CHICAGO — Ohio would restrict the ability of national bond authorities to issue bonds for local projects under a bill introduced by a pair of Summit County state senators.
The legislation is part of a larger debate over the use of out-of-state bond conduits by local borrowers to access the bond market for economic development projects.
At least two states, Washington and Illinois, have also passed bills aimed at restricting out-of-state conduits from competing with local issuers.
"In certain places, such as issuing for one company that's doing multi-state projects, they probably have a real role to fill," said Chris Burnham, president of the Development Finance Authority of Summit County, formerly the Summit County Port Authority, which has taken a lead role in pushing for the state legislation. "But from our perspective, it's about community-based economic development."
Senate Bill 134 would require out-of-state bond issuers, or "foreign entities," to submit an application to the local financing arm, outlining the project and providing the contact information of the borrower. The local issuer then will have 45 days to make its own bid to the borrower.
If the local financing arm denies the application, the national issuer could appeal to the Ohio Department of Development Services Agency. If the state approves the deal, the out-of-state issuer would then be required to pay fees to the local authority.
"The simple notion is that these are entities that are formed by and operated by members of the local community, and we thought it was better to try to keep that money in state with a level of discretion and oversight here in Ohio," said state Sen. Frank LaRose, R-Summit County, one of two senators that crafted the legislation. "When an out-of-state authority wants to come in and try to bid a project, we want to give the in-state entities a chance to compete. It's the right of first refusal."
While a handful of state-based authorities have the statutory power to issue bonds for projects outside their borders, the Wisconsin-based Public Finance Authority is the first issuer created for the primary purpose of supporting projects across the country.
Since its creation by the Wisconsin Legislature in 2010, the PFA has ruffled the features of existing local and state-based conduits that question the need for a national issuer and worry about the competition.
"We're a choice, and we've always been a choice," James Hamill, program manager for the PFA, said. "If a state wants to restrict that in certain ways, that's their right to do that."

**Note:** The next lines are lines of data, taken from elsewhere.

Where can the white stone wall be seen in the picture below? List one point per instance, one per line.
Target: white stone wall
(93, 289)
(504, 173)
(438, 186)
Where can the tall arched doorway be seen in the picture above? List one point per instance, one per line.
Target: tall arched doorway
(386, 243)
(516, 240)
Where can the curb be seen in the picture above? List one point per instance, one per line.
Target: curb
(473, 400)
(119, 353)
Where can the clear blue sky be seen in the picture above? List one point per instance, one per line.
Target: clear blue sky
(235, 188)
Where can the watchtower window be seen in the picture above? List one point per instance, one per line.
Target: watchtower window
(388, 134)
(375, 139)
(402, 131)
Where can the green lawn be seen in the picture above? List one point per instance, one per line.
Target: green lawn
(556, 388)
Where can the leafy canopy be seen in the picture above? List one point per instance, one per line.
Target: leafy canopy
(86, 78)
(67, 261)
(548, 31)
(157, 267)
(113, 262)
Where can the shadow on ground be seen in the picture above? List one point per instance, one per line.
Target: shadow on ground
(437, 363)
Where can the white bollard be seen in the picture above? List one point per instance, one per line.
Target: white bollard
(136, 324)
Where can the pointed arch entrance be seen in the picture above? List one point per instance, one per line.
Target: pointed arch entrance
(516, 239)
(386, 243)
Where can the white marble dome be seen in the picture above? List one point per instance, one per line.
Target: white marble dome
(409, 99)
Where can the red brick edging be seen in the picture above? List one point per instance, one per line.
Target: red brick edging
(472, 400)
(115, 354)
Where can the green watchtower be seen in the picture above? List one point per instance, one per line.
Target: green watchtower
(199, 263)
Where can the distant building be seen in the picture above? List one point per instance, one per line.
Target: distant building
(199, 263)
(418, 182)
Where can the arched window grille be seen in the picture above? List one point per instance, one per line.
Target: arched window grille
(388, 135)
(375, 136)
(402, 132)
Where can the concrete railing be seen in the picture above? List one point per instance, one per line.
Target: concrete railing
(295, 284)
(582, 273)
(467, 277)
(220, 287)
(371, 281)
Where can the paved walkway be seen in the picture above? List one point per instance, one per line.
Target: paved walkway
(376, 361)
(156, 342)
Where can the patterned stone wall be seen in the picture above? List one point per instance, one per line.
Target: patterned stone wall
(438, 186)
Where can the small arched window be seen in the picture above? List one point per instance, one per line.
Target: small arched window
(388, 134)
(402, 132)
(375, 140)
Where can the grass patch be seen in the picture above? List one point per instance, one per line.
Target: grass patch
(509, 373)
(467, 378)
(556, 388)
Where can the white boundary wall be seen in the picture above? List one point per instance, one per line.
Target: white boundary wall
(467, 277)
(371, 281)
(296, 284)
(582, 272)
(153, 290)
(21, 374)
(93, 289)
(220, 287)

Hamill said the authority views the Ohio legislation as a "discussion point" that will be taken up by all parties once hearings are held, likely in late summer or fall. "It's for everyone, including the individuals in Ohio, who want to get together and find a solution here," he said.
LaRose said he was open to changes as long as they stuck to the "spirit" of the bill.

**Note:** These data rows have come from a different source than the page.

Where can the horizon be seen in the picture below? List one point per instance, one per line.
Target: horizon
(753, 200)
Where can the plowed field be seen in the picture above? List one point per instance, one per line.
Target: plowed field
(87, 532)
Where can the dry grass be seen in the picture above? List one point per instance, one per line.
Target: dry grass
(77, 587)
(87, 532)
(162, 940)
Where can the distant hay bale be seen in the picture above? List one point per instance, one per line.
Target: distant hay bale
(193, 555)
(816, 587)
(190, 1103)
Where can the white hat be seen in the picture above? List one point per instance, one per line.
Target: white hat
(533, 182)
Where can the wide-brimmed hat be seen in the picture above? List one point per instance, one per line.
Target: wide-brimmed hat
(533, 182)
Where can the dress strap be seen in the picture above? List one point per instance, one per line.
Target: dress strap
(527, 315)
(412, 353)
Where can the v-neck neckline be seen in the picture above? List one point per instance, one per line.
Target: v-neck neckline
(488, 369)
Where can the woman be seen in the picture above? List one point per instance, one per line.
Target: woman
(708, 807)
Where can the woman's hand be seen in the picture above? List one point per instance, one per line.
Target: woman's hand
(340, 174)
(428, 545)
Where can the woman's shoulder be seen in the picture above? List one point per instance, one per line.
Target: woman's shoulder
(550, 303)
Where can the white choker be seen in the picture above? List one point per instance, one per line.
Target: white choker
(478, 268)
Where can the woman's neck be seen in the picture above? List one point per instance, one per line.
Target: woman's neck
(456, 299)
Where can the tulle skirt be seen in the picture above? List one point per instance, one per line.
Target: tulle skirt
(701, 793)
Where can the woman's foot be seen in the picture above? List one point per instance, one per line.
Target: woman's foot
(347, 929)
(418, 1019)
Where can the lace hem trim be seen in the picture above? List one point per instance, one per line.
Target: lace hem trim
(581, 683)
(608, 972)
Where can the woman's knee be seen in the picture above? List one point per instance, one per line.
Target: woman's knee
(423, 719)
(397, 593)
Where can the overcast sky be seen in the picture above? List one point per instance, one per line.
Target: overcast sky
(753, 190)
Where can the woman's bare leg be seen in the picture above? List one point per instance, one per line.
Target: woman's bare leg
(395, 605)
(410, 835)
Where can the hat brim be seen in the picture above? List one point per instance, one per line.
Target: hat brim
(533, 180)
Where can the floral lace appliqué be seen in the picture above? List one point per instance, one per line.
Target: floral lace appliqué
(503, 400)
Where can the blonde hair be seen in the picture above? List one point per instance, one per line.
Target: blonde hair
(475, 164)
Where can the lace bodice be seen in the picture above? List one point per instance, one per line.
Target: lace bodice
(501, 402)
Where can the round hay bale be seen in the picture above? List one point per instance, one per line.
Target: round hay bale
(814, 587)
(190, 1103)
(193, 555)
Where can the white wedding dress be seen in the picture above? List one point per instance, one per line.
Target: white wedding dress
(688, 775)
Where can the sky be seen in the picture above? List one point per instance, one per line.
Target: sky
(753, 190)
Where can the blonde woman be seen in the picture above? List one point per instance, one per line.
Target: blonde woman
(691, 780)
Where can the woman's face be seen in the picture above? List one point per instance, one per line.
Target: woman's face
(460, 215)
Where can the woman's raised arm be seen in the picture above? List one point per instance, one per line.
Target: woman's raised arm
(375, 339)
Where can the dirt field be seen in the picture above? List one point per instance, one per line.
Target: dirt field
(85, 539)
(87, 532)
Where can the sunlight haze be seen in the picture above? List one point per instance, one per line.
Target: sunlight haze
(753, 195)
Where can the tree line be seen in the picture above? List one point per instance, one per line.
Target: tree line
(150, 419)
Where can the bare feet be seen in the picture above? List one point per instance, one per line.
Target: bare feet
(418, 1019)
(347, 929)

Since 2010, the PFA has issued debt on behalf of dozens of borrowers across the country, including one in Ohio. That deal, in 2011, helped finance housing development at Cleveland State University. It was done at about the same time that the Summit County authority was doing a similar deal for the University of Akron, Burnham said.
Burnham said the Port Authority can snag better benefits for borrowers, such as additional state financing programs and a sales tax exemption on building materials.

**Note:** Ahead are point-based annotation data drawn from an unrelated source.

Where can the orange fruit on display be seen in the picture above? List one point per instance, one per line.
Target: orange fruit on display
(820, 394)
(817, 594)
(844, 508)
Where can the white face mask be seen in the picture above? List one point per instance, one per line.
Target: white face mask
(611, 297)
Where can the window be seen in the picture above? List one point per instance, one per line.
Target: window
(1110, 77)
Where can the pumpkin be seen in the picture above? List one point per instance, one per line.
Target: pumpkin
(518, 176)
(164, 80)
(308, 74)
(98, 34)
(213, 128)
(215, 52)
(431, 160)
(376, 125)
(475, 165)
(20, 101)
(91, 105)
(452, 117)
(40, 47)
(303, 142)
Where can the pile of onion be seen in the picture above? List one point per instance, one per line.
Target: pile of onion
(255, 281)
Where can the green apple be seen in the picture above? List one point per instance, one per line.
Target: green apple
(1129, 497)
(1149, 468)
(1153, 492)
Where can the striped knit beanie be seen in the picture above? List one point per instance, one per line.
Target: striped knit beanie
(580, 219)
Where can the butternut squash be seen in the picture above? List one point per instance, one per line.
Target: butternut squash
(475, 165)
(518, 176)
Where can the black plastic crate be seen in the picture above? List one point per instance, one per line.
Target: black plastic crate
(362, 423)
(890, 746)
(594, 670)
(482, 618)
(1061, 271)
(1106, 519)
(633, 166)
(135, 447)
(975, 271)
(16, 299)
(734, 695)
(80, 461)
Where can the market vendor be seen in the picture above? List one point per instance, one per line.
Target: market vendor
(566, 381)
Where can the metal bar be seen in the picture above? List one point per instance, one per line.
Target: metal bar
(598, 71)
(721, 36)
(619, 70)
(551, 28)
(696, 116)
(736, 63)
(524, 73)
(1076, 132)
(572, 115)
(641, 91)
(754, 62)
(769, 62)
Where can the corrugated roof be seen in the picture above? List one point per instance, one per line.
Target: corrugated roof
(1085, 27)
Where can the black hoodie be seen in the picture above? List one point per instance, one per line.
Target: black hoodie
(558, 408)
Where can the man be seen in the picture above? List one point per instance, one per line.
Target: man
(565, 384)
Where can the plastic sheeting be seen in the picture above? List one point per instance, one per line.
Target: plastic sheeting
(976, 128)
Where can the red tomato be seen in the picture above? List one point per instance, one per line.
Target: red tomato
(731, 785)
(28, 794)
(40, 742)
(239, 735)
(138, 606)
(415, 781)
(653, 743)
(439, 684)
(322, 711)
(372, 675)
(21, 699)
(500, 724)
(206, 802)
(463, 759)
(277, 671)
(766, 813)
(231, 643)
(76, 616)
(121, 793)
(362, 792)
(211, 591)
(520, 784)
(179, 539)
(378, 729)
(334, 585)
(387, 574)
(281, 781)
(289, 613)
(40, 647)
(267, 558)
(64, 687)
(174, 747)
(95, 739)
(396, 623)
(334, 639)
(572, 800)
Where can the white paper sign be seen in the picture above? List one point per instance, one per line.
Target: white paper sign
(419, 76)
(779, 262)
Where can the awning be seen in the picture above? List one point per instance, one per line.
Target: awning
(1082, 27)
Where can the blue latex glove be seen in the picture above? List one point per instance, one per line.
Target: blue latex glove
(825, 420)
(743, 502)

"It's a value proposition, plus it's a community thing," Burnham said. "I don't intend to go up to Wisconsin to do projects, so what value are they providing here?"
Fees generally make up more than half of the Summit County authority's annual revenue. The authority's revenue totaled $740,000 in fiscal 2012, and of that $405,000 came from transaction-based financing fees, according to Burnham. "We generate the fee income here, and we keep it here," he said. "We try to find a way to reinvest it."
Local counties are signing on to support the state legislation. The Summit County Council Monday unanimously approved a resolution to support the state legislation.
"I think you'll see more public entities doing that," Burnham said.